CV – It is a given, my art would not exist without nature, but I do also spend a lot of time looking at faith practices, reading mythological stories and tales. Working whilst exploring these different avenues helps me to understand, visualise and interpret the spirit within nature. I think that I will always in some way be looking at the intersection between or one aspect of, the natural, the anthropological and the metaphysical.
LC – What is your creative process like?
CV – My work begins outdoors, growing plants, going to see them in the wild, walking in the forests or parks. I spend a lot of time photographing, sketching from and observing the landscape around me and further away. I have to take time to tap into the ‘hum’ or feeling of life and the living beings. What usually happens is that I will see something on a walk, perhaps a certain plant or view that just clicks, it translates into a line drawing in my mind, and a movement of colours that I feel I have to draw almost instantly or it will be lost. This is the best place for me to work from, the most joyful and honest, when I don’t feel that, I spend time sketching, researching and experimenting with different materials so that I don’t frustrate myself looking for a moment that hasn’t happened yet.
LC – Did your style change over the years? In which way?
CV – My earlier work was much more literal, I would paint from a photograph of a plant that I had taken. Gradually as I developed an interest in the geometry of nature, I became less focussed on painting plants and more on geometry and expressing ideas through geometry.
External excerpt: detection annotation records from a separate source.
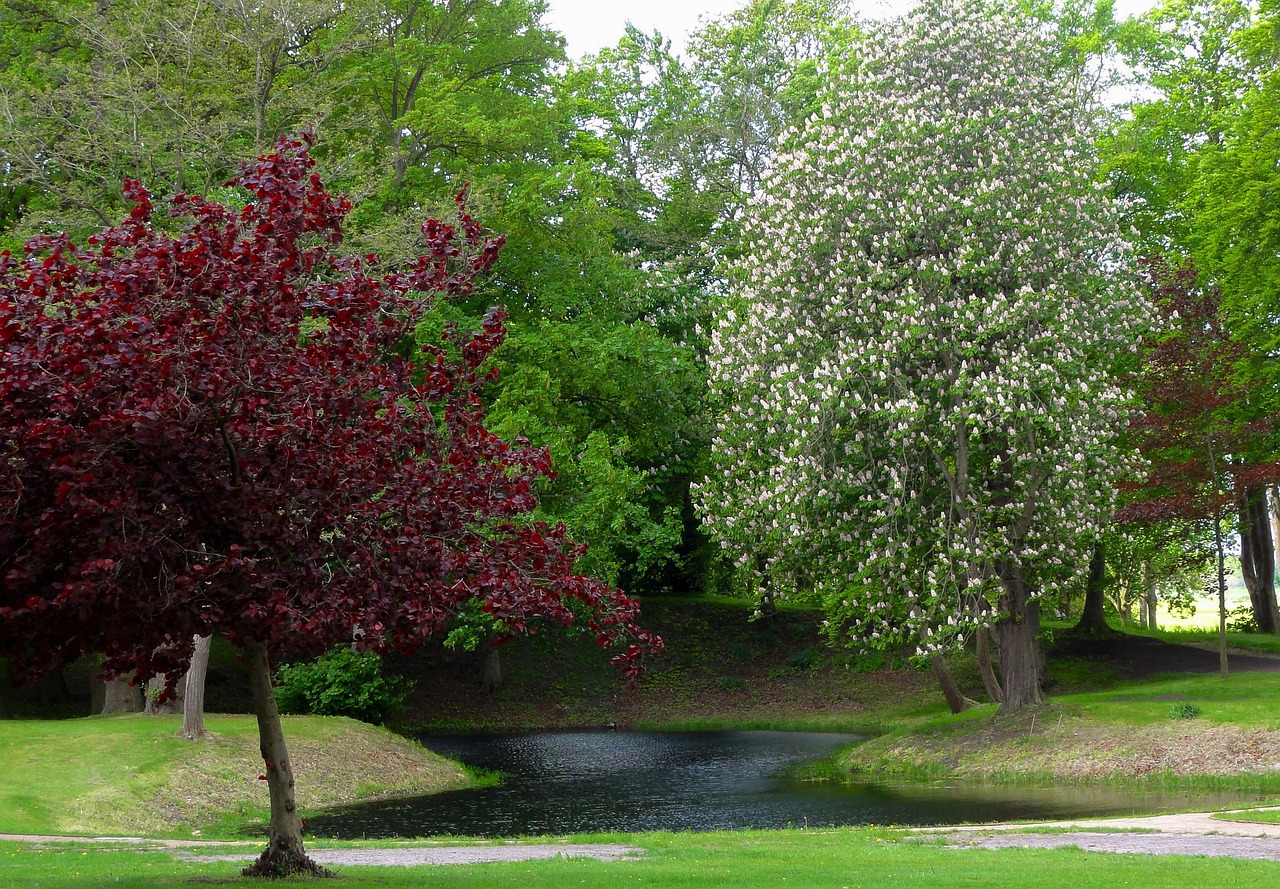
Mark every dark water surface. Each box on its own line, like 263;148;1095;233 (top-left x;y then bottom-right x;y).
303;732;1264;838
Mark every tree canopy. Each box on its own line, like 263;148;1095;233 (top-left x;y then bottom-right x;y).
0;134;660;872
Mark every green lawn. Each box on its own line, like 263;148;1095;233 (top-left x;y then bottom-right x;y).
0;714;472;839
0;829;1280;889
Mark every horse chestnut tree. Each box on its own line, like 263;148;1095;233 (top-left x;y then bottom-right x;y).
0;134;660;875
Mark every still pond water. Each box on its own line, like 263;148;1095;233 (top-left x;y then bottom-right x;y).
307;732;1264;838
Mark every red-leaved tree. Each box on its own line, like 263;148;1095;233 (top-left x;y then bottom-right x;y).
1116;258;1280;675
0;134;660;876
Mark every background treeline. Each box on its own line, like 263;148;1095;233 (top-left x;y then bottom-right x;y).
0;0;1280;629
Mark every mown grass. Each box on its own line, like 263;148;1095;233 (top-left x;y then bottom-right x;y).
0;829;1280;889
1210;808;1280;824
0;715;474;839
840;673;1280;798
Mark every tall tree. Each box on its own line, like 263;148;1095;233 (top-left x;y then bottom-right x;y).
703;0;1147;711
0;136;660;876
1119;260;1277;660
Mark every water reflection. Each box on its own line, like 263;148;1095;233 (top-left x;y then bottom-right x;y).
307;732;1264;838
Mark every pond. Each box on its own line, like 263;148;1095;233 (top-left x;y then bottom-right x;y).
303;732;1264;839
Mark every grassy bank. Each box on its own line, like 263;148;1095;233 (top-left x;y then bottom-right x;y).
0;829;1280;889
841;673;1280;794
393;597;942;732
0;715;472;839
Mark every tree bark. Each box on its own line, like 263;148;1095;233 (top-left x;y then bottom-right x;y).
1143;567;1160;629
480;645;502;695
1238;486;1280;633
929;655;977;712
977;627;1005;704
178;636;212;741
996;562;1044;714
1074;537;1111;636
244;641;333;879
102;673;143;716
1211;501;1229;679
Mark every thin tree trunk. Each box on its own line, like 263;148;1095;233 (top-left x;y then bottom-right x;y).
1213;507;1229;679
142;673;173;716
1143;565;1160;629
929;655;977;712
975;627;1005;704
1267;485;1280;588
102;673;143;716
178;636;212;741
1075;537;1111;636
244;641;332;879
480;645;502;695
1238;486;1280;633
996;562;1044;714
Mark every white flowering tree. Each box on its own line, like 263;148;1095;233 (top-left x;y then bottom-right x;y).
699;0;1146;711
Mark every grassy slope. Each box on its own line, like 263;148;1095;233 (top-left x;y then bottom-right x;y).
397;597;942;732
0;715;471;839
842;673;1280;794
0;829;1280;889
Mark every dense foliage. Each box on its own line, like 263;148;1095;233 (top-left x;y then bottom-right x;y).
0;136;660;875
703;3;1146;706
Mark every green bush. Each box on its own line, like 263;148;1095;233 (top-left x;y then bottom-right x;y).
275;645;412;725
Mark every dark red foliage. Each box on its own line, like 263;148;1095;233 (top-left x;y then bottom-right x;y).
0;134;660;679
1116;258;1280;522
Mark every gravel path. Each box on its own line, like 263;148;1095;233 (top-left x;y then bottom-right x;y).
914;812;1280;861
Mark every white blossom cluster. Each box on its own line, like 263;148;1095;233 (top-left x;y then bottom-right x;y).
698;0;1148;654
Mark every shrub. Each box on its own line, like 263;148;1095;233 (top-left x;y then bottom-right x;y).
1226;605;1258;633
275;645;412;725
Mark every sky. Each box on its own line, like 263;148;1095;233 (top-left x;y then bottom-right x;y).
545;0;1152;59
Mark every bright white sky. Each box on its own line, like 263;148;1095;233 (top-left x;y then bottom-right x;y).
545;0;1153;59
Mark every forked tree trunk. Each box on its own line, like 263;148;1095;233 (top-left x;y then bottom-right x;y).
1143;565;1160;629
1238;486;1280;633
975;627;1005;704
996;562;1044;714
102;673;143;716
178;636;212;741
929;655;977;712
244;641;332;879
1075;537;1111;636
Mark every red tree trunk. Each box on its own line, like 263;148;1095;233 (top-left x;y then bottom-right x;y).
244;641;332;879
1239;486;1280;633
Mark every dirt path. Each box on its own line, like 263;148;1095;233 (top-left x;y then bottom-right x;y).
913;812;1280;861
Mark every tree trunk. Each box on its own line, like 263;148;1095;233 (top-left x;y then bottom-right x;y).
1267;485;1280;588
1143;565;1160;629
480;645;502;695
142;673;173;716
1075;537;1111;636
929;655;977;712
178;636;212;741
975;627;1005;704
102;673;143;716
244;641;330;879
1239;486;1280;633
996;562;1044;714
1213;507;1229;679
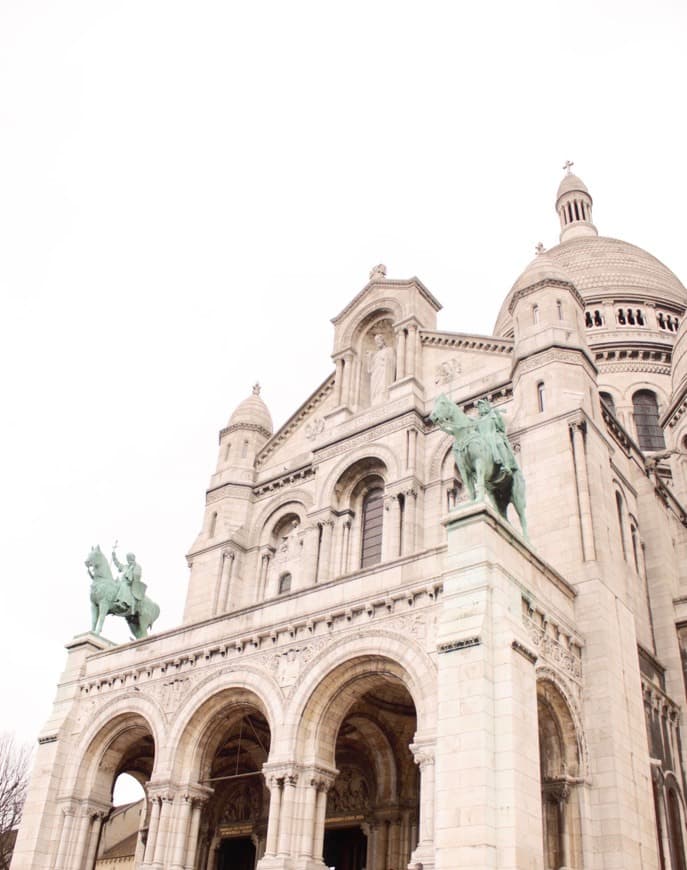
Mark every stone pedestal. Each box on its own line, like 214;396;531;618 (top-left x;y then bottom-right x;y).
434;504;543;870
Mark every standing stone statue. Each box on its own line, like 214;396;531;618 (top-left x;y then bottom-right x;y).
477;399;518;472
112;548;148;616
430;395;527;540
367;333;396;405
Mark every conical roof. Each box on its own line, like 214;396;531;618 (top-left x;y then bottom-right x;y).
229;384;274;436
556;172;591;202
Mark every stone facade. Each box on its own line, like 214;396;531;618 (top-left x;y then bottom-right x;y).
12;174;687;870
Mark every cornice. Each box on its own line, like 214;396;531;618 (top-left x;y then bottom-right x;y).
420;329;514;355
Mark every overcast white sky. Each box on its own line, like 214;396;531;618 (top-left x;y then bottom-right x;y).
0;0;687;741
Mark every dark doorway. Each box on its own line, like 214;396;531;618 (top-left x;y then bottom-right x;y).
323;828;367;870
217;837;255;870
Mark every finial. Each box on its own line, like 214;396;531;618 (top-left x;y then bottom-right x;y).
370;263;386;281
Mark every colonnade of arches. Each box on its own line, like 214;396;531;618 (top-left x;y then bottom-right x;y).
45;644;604;870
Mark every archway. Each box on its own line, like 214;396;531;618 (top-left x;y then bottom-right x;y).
198;692;271;870
308;656;419;870
537;681;582;867
61;712;155;870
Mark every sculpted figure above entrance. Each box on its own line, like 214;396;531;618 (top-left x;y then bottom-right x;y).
430;394;527;538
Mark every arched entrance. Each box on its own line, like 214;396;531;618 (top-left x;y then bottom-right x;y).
322;662;419;870
537;680;582;867
198;696;271;870
54;712;155;870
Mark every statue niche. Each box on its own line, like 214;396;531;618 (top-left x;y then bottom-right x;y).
361;320;396;407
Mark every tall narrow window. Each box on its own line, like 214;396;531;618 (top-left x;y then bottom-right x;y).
537;381;544;414
360;488;384;568
630;523;639;574
615;492;627;561
632;390;666;450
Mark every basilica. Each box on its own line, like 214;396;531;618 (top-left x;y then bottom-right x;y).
12;168;687;870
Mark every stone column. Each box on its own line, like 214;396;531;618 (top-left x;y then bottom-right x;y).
152;793;174;870
372;819;389;870
341;350;353;406
53;803;76;870
407;323;419;378
382;493;401;562
258;547;272;598
299;523;319;586
265;775;284;857
334;356;344;408
299;775;320;858
214;550;236;613
277;770;298;855
143;795;160;867
68;804;92;870
570;420;596;561
312;771;338;861
85;810;109;870
396;326;406;381
184;798;204;870
401;488;417;556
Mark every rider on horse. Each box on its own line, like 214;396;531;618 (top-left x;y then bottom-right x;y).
112;549;148;617
476;399;518;472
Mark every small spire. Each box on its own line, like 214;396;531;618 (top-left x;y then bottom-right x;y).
370;263;386;281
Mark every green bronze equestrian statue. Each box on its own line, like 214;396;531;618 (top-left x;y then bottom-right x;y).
86;547;160;640
429;395;527;540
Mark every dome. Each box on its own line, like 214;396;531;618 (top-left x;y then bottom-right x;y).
229;384;273;437
508;251;573;299
494;235;687;335
671;318;687;393
556;173;591;202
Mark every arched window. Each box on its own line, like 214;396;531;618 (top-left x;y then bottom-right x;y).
360;487;384;568
537;381;544;414
599;390;615;414
615;492;627;561
632;390;666;450
667;788;685;870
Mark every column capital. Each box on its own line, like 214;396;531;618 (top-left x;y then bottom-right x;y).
177;782;215;806
409;743;434;769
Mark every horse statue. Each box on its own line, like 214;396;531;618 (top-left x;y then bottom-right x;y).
86;546;160;640
429;395;528;540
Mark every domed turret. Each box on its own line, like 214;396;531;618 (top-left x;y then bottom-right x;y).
211;384;273;486
671;320;687;396
556;160;598;242
227;384;273;438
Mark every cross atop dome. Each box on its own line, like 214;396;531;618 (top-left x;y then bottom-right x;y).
556;160;599;242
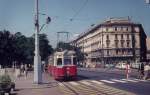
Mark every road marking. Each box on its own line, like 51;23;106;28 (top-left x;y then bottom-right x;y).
121;79;139;82
58;82;64;86
111;79;127;83
91;80;104;84
69;82;79;85
100;80;116;83
81;81;91;85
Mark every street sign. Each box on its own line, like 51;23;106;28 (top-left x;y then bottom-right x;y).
145;0;150;4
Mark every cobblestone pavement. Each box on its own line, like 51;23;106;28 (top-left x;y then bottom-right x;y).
12;72;61;95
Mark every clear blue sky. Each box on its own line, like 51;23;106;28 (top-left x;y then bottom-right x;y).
0;0;150;45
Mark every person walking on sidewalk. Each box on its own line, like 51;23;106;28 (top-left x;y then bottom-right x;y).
126;62;131;79
24;64;28;78
144;63;150;80
138;62;144;79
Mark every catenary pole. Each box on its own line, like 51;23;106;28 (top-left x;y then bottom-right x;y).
34;0;42;84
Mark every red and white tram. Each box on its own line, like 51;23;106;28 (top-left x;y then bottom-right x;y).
48;50;77;80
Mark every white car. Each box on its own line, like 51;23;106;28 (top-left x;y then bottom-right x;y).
116;63;126;69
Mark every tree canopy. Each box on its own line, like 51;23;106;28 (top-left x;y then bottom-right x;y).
0;30;53;67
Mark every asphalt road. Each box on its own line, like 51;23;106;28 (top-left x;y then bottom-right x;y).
78;68;150;95
2;68;150;95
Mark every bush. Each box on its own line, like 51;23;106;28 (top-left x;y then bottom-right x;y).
0;74;11;83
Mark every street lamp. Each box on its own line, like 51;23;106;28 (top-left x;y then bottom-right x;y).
34;0;51;84
145;0;150;4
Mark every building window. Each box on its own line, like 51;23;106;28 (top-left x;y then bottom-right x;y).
116;50;119;55
107;50;109;55
122;50;125;54
115;34;118;39
106;40;110;48
121;34;123;39
127;41;130;47
106;27;108;31
121;27;123;31
115;27;117;31
127;34;129;39
121;41;124;47
126;27;129;31
115;40;119;48
106;35;109;40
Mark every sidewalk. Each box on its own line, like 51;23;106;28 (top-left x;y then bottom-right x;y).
78;68;139;78
13;72;61;95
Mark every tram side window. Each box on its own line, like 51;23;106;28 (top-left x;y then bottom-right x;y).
73;57;77;65
64;58;71;65
57;58;62;65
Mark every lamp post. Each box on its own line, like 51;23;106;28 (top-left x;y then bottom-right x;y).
34;0;42;84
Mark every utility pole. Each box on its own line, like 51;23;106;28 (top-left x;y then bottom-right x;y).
34;0;42;84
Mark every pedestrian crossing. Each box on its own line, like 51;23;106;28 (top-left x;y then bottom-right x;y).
58;78;149;95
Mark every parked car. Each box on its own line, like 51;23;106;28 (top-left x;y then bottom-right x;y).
131;63;141;69
0;74;15;95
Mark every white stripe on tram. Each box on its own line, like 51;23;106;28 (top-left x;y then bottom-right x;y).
69;82;79;85
100;80;116;83
81;81;91;85
122;79;139;82
91;80;104;84
111;79;127;83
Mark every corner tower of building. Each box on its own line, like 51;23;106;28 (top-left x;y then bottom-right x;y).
72;18;146;66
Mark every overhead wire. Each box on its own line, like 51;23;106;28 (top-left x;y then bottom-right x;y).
70;0;89;21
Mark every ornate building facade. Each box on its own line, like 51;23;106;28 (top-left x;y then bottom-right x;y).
71;18;146;65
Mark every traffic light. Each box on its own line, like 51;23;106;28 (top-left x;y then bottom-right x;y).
145;0;150;4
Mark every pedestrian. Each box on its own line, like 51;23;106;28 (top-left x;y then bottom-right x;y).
144;63;149;80
126;62;131;79
20;63;25;75
24;64;28;78
138;62;144;79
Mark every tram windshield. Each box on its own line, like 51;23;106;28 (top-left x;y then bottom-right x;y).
57;58;62;65
64;58;71;65
73;57;77;65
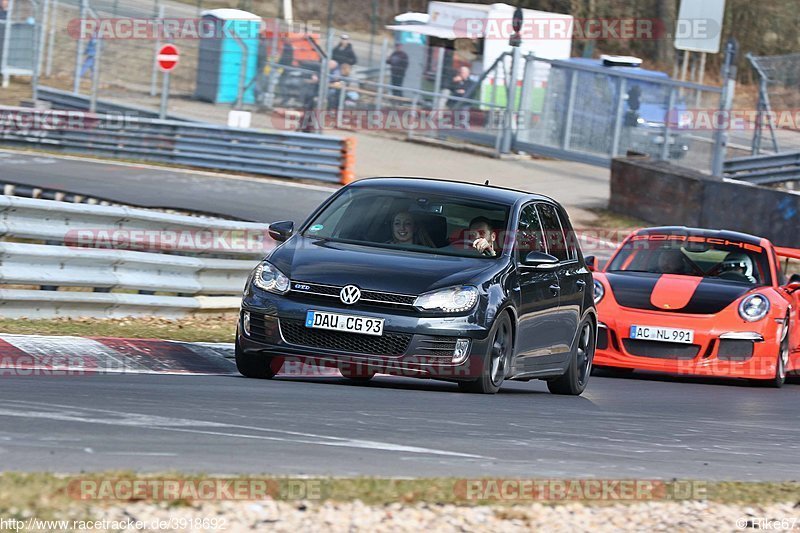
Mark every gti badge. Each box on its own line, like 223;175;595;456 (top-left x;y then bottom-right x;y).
339;285;361;305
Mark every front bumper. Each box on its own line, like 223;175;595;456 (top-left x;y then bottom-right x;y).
237;288;488;381
594;309;782;379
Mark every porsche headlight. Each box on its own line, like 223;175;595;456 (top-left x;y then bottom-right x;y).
414;285;478;313
739;294;769;322
594;280;606;304
253;261;289;294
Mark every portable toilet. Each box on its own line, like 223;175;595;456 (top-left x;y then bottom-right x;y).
195;9;261;104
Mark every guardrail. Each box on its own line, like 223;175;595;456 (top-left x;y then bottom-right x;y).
0;196;274;317
0;107;354;183
36;85;197;122
723;152;800;185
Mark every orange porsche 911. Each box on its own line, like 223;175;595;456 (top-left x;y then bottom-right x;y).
586;227;800;387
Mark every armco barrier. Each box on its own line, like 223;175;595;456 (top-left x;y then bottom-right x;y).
723;152;800;185
609;158;800;248
0;107;352;183
0;196;274;317
37;85;197;122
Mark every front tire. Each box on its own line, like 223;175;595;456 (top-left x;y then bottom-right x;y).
547;318;597;396
234;339;283;379
756;316;789;389
458;313;514;394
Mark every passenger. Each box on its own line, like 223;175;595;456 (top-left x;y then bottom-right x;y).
388;211;436;248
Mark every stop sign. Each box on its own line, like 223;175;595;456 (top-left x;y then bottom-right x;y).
156;44;179;72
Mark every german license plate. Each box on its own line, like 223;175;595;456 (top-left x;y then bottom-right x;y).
306;311;383;337
631;326;694;344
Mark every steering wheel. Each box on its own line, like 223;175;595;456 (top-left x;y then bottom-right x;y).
450;238;495;257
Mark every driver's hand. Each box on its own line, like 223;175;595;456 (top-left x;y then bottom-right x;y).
472;237;494;256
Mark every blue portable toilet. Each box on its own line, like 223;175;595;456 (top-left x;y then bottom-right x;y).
195;9;262;104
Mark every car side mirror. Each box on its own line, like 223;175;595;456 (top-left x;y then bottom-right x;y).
269;220;294;242
783;276;800;294
522;252;559;270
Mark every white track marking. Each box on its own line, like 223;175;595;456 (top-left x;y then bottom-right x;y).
0;400;488;459
0;148;339;193
0;334;148;372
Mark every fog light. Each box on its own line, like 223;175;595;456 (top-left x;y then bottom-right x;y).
242;311;250;337
453;339;469;364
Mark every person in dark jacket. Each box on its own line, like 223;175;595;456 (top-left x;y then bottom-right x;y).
331;33;358;65
386;43;408;96
447;66;473;108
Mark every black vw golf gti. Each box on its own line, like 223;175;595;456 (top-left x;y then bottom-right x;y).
236;178;597;395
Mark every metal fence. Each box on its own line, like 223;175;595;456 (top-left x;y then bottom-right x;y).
747;54;800;156
12;0;750;172
0;196;274;317
0;107;353;183
514;56;722;172
0;0;43;87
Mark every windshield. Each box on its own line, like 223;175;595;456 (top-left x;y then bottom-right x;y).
303;187;508;258
607;234;771;285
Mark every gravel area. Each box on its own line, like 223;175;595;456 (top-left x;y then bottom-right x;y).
87;500;800;532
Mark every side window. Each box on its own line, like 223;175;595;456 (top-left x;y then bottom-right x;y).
538;204;568;261
516;204;546;260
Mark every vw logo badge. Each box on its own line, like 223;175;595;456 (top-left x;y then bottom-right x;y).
339;285;361;305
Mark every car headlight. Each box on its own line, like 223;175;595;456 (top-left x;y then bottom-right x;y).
253;261;289;294
594;280;606;304
414;285;478;313
739;294;769;322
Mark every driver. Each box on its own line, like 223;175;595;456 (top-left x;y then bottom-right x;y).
467;217;497;257
658;250;691;274
720;252;756;283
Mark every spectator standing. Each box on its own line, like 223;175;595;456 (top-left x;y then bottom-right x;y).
386;43;408;96
331;33;358;66
447;66;472;107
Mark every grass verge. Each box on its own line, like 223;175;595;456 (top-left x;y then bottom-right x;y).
0;313;236;342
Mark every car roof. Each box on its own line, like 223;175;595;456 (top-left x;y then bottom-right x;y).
349;176;556;205
635;226;763;246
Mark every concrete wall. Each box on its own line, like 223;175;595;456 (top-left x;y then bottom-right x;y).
609;157;800;248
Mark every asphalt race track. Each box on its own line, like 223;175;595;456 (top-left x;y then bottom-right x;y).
0;374;800;480
0;151;800;480
0;150;335;223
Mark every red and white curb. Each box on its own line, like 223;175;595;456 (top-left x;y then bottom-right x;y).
0;334;238;377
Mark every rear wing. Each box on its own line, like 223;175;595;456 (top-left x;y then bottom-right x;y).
775;246;800;260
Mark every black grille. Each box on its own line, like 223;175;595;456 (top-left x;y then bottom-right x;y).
280;319;412;356
291;281;417;307
622;339;700;359
250;313;277;342
717;339;753;361
414;337;456;360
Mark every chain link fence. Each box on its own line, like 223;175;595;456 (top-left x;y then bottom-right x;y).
0;0;46;87
0;4;740;172
515;56;721;172
747;54;800;155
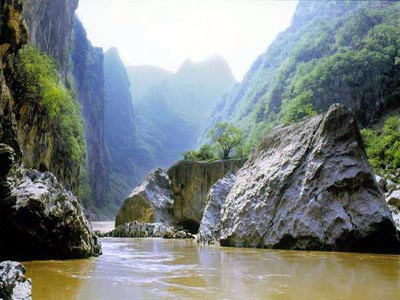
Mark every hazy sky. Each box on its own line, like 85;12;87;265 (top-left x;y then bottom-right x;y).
78;0;297;80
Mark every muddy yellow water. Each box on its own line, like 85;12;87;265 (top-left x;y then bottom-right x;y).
24;238;400;300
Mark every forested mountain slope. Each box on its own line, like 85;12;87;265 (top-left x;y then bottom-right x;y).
201;1;400;149
128;55;236;175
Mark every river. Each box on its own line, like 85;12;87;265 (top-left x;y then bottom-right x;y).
23;224;400;300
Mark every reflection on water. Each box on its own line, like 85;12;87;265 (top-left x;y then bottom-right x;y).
25;234;400;300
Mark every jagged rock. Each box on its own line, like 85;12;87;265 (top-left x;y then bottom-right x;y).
0;261;32;300
386;179;397;193
220;104;400;253
20;0;78;78
115;169;174;226
168;159;245;233
388;205;400;232
71;17;111;209
106;221;174;237
0;144;101;260
375;175;386;192
198;173;236;244
386;190;400;209
103;221;194;239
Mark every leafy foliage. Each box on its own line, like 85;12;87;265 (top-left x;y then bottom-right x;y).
208;123;242;159
16;46;86;170
361;116;400;174
183;144;216;161
200;1;400;152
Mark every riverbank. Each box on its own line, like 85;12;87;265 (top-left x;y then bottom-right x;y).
24;238;400;300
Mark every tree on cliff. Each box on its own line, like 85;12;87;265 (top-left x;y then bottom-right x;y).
208;123;243;159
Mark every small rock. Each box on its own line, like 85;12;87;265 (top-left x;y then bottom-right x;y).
386;179;396;192
115;169;174;226
198;173;236;244
389;205;400;231
386;190;400;208
0;261;32;300
375;175;386;192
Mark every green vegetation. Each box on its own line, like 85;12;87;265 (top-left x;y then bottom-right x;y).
200;1;400;152
208;122;242;159
361;116;400;174
183;144;217;161
16;46;86;170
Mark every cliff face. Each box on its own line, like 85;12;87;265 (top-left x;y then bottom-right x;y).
202;1;400;145
0;0;101;259
127;56;236;185
71;18;111;208
167;159;245;233
1;1;80;192
22;0;78;80
115;169;174;226
220;104;400;253
104;49;137;204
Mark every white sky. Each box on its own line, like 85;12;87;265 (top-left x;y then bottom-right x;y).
78;0;297;80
Over the last year, I have come to a point of combining this exploration with my love of painting plants, which has created something new altogether.
LC – In which way the artwork presented in our exhibition is connected with the festival’s theme?
CV – ‘Crocus’ was created in response to walking through a spring garden, seeing bursts of flower buds that were shooting through the earth. ‘Crocus’ is about softening the boundary between a plant and a person, and acknowledging the flow of consciousness between organisms. The painting is also a depiction of the infinite and abstract connection we have with the outer world, the spirituality and wonder present within the act of observation.
LC – What do you think about the concept of this festival? How did it inspire you?
CV – I instantly connected with the concepts of both ‘mixing identities’ and ‘future landscapes’ because my practice is about exploring the unseen and the complexity of the experience of just being.
LC – What do you think about the organization of our event?
CV – Due to Covid restrictions, I could not attend the event, which was disappointing. However, a friend did get to see the show and sent a video of the lovely venue and the artwork, which was really nice to see. Overall the team was very helpful and responded to emails quickly which was appreciated.
LC – What are your suggestions about our services? Is there something more we can provide to artists?
CV – I was sent an email just before the end of the show with details of someone to organise the return of the work with. I was a bit confused as the original contract said to organise your own collection. Luckily a friend was able to collect the work for me, but perhaps more info on how work is returned would be helpful for artists organising collections.
LC – What is your idea about ITSLIQUID GROUP?
CV – I felt that ITSLIQUID were easy to work with and I liked the themes and explorations of the artworks that they were showing.